Dokuz Eylül Üniversitesi Rektörü Prof. Dr. Mehmet Füzün ise acının kendi evlerine de düştüğünü, meslektaşlarını erkek şiddetine kurban verdiklerini belirterek, şiddete karşı tedbir alınması çağrısı yaptı. Rektör Füzün’ün ardından açıklama yapan Edebiyat Fakültesi Dekanı Prof. Dr. Abbas Türnüklü de, “Şiddet artık hız kesmiyor. Artık gelişmiş bir kent olan İzmir’de, bir üniversitede görevli, iki dil bilen, akademik araştırmalar yapan bir kadını da buluyor. Biz arkadaşımızı kaybettik. Bu şiddet sarmalının son bulması için gerekli düzenlemelerin yapılmasını istiyoruz” dedi.

“Adeta bir cinsiyet kıyımı yaşanıyor, akademik tepki yetmez”

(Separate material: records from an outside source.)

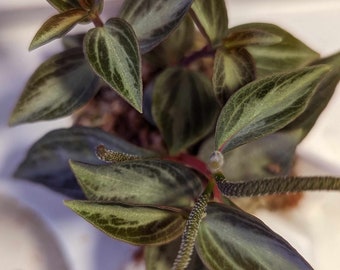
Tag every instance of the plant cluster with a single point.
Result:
(259, 98)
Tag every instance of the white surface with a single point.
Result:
(313, 228)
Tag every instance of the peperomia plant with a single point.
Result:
(247, 94)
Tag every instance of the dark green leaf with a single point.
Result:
(273, 185)
(59, 86)
(139, 182)
(64, 5)
(138, 225)
(321, 97)
(184, 107)
(232, 70)
(287, 55)
(57, 26)
(73, 41)
(250, 36)
(213, 18)
(47, 160)
(174, 47)
(162, 257)
(266, 105)
(229, 238)
(153, 20)
(113, 53)
(196, 215)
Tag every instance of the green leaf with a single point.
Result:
(153, 20)
(172, 50)
(139, 182)
(274, 185)
(266, 105)
(137, 225)
(196, 215)
(232, 70)
(184, 107)
(113, 53)
(229, 238)
(287, 55)
(162, 257)
(243, 36)
(64, 5)
(47, 161)
(213, 18)
(320, 99)
(57, 26)
(59, 86)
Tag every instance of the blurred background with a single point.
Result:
(38, 232)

Aynı toplantıda açıklama yapan Dokuz Eylül Üniversitesi Kadın Hakları ve Sorunları Araştırma ve Uygulama Merkezi (DEKAUM) Müdürü Prof. Dr. Tülay Özüerman ise tepkisini şöyle dile getirdi:
Kadına yönelik şiddete, akademik faaliyetlerle dur diyemeyeceğimizin farkındaydık. Duyarlılık yaratmak, toplumun dikkatini çekmek için gösterdiğimiz çabaların yeterli olmadığını, konunun sosyal, ekonomik, hukuki ve özellikle de kültürel boyutu olduğunu vurguluyorduk. Bu kez şiddet bizi de vurdu. Öğretim elemanı arkadaşımızı kaybettik. Devletten koruma isteyip korunamamış olduğunu, korunma talebinde bulunduğunda korunmayı gerektirecek durum istendiğini öğrendik. Bu vahim hata daha kaç Serpil’i aramızdan alıp götürecek. Türkiye’de her gün en az 5 kadın cinayetle yaşamını yitiriyor. Adeta bir cinsiyet kıyımı yaşanıyor. Toplumsal duyarlılığın, biran önce devletin tüm katmanlarında ciddiyetle ele alınmasını, tüm kurumların işbirliği ile kadınla erkek arasında giderek derinleşen eşitsizliğin kapatılması için, siyasal görüşü ne olursa olsun, üzerine düşen sorumluluğu yerine getirmesini acilen talep ediyoruz.”
Prof. Dr. Özüerman ayrıca, İzmir’in de aile içi şiddette 5 bin 907 şikayet ile 17’inci sırada yer aldığını dile getirdi.
Yalova’da da bir kadın öldürüldü

Yalova’da dün gece bir kadın eşi tarafından öldürüldü. Kendisini “aldattığı” gerekçesiyle Necla Arslan’ı çocuklar diğer odada uyurken öldüren Halis Arslan, haklı olduğu ve cinayet sebebini meşru gördüğü için karakola kendi teslim oldu ve bahanesini açıkladı. Katil “şimdilik” tutuklu.